What sort of books inspired you as a child?
As a child, I wasn’t very bookish. That lasted until the moment that I got hold of the January 1958 issue of Astounding Science Fiction, featuring the first instalment of Isaac Asimov’s The Naked Sun. After that, I read science fiction. But I also had a juvenile edition of Sir Walter Scott’s Ivanhoe, The Talisman and The Fair Maid of Perth, and I read Herodotus’ Histories again and again.
Your new book, ‘Laughing Shall I Die’, explores ‘the Viking mindset’. Which books sparked your interest in that period?
People ask if there’s a correlation between science fiction and medieval/historical studies, and I think that it is the fascination of imagining and trying to understand alien mindsets. The overlap comes out in books such as Harry Harrison’s The Technicolor Time-Machine and Poul Anderson’s Hrolf Kraki’s Saga. Both writers, unusually, could speak Danish and were at least familiar with Old Norse. One historical novel that I read long ago and still think is the best ever written is a Swedish one by Frans Bengtsson, called The Long Ships in English. I also had a book in German retelling the medieval romances of Dietrich and Hildebrand.
What made you start questioning common images of the Vikings?
What led me to question the general trend of “Viking” studies wasn’t so much books as conversations, and titles. One scholar told me that he just didn’t like the idea of the “Vikings”, nor even the word. A common reaction, but it doesn’t stop writers who feel that way using the word in their titles – The Viking Achievement, Song of the Vikings, Age of the Vikings. The books turn out to be about Scandinavians: much nicer people, traders, explorers, urban developers. “Viking” meant “pirate, marauder”: it’s a job description, confirmed by much documentary evidence – poems, sagas, runestones – and often grisly archaeology. The public image of Vikings is full of errors from the age of Gothic enthusiasm, but quietly changing the subject because it’s distasteful is not the way to correct it.
What would you recommend as good non-specialist overviews of the whole ‘Viking era’?
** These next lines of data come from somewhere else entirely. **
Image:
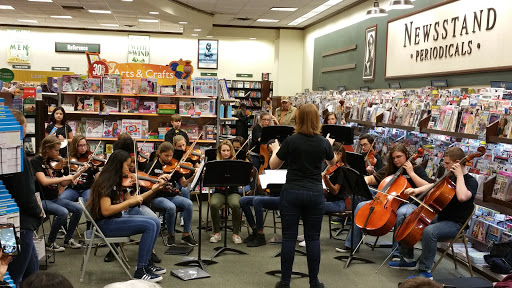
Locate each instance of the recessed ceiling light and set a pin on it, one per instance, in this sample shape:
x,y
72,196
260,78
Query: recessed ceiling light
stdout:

The best overviews are Gwyn Jones’ A History of the Vikings and, more recently, Martin Arnold’s The Vikings: Culture and Conquest. With histories like these, who needs novels? Eleanor Barraclough’s Beyond the Northlands: Viking Voyages and the Old Norse Sagas and Neil Price’s The Viking Way: Magic and Mind in Late Iron Age Scandinavia remind us how weird some of the material is – Scandinavians were more affected by Arctic and shamanic cultures than Eurocentric histories make out.
What is the last book you gave as a gift, and to whom?
Astrid Lindgren’s Pippi Longstocking, to my grandson Zaph.
What books do you have on your desk waiting to be read?
The big one is The Encyclopedia of Romantic Nationalism in Europe, edited by Joep Leerssen, which covers everything from artwork to opera. Also, there’s Jo Nesbø’s Scandi detective story, The Thirst, and on the science fiction pile, The Bone Clocks by David Mitchell and Summerland by Hannu Rajaniemi.
Tom Shippey is professor emeritus of Saint Louis University, Missouri and the author of Laughing Shall I Die: Lives and Deaths of the Great Vikings (Reaktion).